Capítulo 1: Cheiro
Yara
Faz muito tempo que não deixo Annika correr. Com o número de aulas que estou fazendo e a pesada agenda que tenho na universidade, mal tenho tempo para comer, muito menos deixar Annika correr. Mas tenho que soltá-la. Ela está ficando cada vez mais inquieta.
‘A escola é chata. Humanos são chatos. Eu quero fazer algo divertido,’, ela resmunga em minha cabeça.
‘Vamos correr, Annika. Acalme-se.’
‘Da próxima vez, não espere tanto tempo.’
Faz alguns meses desde que a levei para sair. Ela está certa, faz tempo. Mas eu sei como as alcateias brigam, e não queria arriscar ficar no meio de uma batalha, ou pior, ser pega por Simon.
‘Sou esperta demais para ele nos pegar. Além disso, ele não tem ideia que ainda estamos tão perto da alcateia.’
Por ‘tão perto’, ela quer dizer duas horas, mas é muito perto. Um lobo pode correr quase tão rápido quanto um carro, e quando esse lobo está caçando? Deusa proíba que alguém atravesse seu caminho.

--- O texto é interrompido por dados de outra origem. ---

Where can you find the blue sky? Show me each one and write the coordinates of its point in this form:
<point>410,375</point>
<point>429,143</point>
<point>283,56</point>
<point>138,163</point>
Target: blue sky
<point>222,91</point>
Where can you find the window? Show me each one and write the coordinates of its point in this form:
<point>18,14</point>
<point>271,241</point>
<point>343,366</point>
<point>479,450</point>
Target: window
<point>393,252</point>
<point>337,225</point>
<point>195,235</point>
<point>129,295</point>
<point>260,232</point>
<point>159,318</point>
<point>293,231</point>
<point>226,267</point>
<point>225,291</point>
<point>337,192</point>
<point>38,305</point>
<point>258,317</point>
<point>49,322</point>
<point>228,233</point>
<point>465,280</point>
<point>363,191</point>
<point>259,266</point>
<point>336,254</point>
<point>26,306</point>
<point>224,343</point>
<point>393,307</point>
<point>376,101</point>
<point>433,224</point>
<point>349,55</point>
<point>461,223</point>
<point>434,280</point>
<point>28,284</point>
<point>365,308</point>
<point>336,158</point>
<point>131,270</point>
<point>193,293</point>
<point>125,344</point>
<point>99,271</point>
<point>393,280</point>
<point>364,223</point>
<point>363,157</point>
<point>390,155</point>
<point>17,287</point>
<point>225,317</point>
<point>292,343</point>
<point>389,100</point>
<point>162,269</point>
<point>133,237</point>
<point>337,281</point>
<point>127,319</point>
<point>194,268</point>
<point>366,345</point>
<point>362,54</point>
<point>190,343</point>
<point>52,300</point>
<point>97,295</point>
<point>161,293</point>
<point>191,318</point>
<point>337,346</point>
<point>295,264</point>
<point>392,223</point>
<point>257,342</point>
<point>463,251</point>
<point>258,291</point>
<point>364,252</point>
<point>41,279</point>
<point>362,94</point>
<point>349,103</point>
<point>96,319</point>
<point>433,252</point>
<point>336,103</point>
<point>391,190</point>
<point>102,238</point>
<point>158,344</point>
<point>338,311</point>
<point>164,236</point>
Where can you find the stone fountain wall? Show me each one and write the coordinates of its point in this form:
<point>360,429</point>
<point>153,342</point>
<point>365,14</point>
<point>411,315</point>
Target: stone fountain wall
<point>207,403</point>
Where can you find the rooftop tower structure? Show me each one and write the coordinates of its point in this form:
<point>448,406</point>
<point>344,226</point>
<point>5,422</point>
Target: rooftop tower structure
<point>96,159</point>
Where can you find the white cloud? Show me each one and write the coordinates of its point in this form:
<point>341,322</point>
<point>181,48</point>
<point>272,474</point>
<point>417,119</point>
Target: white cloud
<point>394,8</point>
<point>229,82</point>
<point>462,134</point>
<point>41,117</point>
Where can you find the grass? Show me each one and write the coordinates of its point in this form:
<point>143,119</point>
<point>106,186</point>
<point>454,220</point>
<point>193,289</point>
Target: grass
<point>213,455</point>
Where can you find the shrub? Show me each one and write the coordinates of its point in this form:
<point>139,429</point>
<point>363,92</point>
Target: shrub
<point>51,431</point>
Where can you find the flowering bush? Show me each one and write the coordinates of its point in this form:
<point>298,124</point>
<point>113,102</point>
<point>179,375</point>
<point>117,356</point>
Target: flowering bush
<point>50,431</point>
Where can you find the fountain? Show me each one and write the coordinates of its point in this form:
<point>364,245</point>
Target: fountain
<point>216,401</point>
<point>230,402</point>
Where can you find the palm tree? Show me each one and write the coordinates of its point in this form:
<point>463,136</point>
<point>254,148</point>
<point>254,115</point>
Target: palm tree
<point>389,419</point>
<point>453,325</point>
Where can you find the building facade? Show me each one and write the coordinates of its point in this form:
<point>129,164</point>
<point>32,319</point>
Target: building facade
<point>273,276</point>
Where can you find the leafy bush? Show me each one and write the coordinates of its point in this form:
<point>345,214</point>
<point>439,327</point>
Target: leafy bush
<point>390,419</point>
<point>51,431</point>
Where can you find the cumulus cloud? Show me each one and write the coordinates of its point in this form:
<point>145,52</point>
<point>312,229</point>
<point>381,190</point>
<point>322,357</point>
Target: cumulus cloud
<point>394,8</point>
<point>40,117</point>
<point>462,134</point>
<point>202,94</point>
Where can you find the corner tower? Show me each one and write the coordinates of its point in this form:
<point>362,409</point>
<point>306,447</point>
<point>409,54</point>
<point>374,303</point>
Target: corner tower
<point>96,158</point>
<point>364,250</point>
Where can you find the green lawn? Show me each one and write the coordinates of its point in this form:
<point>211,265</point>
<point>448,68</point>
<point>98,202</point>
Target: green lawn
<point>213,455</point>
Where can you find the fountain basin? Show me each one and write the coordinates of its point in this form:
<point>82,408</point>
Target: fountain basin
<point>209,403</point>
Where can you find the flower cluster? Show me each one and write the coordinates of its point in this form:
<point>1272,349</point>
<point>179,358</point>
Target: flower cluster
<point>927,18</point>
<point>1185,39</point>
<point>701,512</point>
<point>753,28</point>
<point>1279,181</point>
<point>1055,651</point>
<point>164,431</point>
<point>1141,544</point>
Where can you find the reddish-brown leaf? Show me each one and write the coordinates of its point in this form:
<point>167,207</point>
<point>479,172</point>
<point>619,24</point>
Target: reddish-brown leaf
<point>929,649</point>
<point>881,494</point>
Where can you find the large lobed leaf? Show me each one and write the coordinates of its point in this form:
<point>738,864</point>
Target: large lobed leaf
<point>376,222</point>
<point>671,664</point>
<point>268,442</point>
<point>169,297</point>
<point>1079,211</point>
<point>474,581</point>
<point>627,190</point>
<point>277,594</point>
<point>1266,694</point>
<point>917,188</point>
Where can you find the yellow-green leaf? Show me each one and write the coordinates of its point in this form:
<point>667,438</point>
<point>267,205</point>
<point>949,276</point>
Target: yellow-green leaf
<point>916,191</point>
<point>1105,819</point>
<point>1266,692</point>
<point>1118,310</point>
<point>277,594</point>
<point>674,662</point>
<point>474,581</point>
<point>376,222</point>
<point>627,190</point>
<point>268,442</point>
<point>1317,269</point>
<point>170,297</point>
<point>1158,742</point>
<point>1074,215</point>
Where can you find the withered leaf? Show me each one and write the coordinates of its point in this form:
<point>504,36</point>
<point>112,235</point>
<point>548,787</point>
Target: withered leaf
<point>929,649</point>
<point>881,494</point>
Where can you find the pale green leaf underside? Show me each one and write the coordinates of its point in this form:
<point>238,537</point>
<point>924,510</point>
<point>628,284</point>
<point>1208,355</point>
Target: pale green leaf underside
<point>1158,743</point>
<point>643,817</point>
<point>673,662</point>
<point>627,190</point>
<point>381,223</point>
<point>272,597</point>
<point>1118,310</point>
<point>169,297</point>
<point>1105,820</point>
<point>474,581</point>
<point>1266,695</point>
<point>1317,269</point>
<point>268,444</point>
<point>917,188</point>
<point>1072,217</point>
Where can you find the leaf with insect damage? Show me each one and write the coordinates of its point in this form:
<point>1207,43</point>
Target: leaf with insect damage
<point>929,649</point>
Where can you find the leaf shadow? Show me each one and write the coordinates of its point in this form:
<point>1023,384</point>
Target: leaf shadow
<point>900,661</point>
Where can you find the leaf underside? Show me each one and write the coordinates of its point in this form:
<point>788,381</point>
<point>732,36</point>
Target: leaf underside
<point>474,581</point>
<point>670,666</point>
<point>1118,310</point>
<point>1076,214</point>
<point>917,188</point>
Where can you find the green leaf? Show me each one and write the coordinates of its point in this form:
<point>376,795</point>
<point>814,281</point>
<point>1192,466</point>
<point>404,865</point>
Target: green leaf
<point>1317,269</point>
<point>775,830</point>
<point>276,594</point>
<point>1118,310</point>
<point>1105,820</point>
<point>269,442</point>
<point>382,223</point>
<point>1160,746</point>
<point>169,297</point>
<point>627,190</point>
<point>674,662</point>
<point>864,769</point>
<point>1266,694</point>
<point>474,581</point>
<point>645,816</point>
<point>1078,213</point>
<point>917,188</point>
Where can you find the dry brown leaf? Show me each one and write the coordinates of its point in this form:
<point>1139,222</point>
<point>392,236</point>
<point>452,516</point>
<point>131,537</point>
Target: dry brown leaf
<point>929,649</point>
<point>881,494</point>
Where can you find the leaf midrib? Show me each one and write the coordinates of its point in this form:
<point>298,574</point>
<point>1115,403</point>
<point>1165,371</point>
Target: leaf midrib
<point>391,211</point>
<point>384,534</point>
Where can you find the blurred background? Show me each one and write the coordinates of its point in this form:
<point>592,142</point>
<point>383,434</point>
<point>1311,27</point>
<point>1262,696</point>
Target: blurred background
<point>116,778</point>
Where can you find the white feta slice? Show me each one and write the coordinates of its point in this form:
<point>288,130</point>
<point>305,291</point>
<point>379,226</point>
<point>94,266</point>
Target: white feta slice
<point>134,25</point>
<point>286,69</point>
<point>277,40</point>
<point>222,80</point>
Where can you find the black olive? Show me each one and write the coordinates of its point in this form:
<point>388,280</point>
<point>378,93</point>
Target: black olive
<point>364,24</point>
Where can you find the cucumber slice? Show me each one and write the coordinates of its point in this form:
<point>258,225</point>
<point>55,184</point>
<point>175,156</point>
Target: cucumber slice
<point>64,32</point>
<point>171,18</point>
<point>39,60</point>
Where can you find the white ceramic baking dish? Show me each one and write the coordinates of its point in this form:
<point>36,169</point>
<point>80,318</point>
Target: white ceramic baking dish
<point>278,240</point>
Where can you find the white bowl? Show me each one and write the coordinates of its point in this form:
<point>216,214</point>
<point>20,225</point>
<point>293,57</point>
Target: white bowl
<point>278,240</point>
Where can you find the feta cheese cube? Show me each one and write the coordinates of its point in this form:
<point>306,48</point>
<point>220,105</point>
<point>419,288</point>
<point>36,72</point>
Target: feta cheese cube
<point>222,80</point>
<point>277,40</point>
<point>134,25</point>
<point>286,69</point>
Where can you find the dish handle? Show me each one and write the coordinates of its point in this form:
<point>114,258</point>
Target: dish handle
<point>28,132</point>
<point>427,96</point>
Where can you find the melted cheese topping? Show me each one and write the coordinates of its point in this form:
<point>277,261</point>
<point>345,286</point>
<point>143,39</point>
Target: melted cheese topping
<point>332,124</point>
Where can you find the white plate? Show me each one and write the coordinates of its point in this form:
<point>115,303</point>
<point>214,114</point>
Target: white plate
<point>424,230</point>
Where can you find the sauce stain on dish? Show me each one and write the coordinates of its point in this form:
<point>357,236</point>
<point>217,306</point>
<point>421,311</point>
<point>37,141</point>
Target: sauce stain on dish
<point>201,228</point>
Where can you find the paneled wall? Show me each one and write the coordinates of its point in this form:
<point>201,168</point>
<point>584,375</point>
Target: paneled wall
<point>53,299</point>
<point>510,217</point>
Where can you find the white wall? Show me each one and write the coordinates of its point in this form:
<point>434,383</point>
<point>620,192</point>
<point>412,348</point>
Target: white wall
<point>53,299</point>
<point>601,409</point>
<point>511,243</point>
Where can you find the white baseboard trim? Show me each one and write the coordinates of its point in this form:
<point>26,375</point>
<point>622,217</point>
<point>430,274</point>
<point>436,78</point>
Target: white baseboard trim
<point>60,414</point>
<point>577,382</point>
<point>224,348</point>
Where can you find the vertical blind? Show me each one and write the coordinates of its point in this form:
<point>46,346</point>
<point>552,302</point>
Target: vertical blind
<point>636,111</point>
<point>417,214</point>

No passado, quando levei Annika para correr, a levei na direção oposta à alcateia de Simon. Bem, tecnicamente, não é a alcateia dele, é a alcateia de seu pai. Alpha Solomon tem sido o Alpha de minha alcateia anterior por tanto tempo quanto me lembro. Seu filho, Simon, é um pedaço de trabalho sujo. Ele adora brigar e adora matar. Nós dois não poderíamos ser mais diferentes. Eu gosto de curar, e eu gosto de salvar.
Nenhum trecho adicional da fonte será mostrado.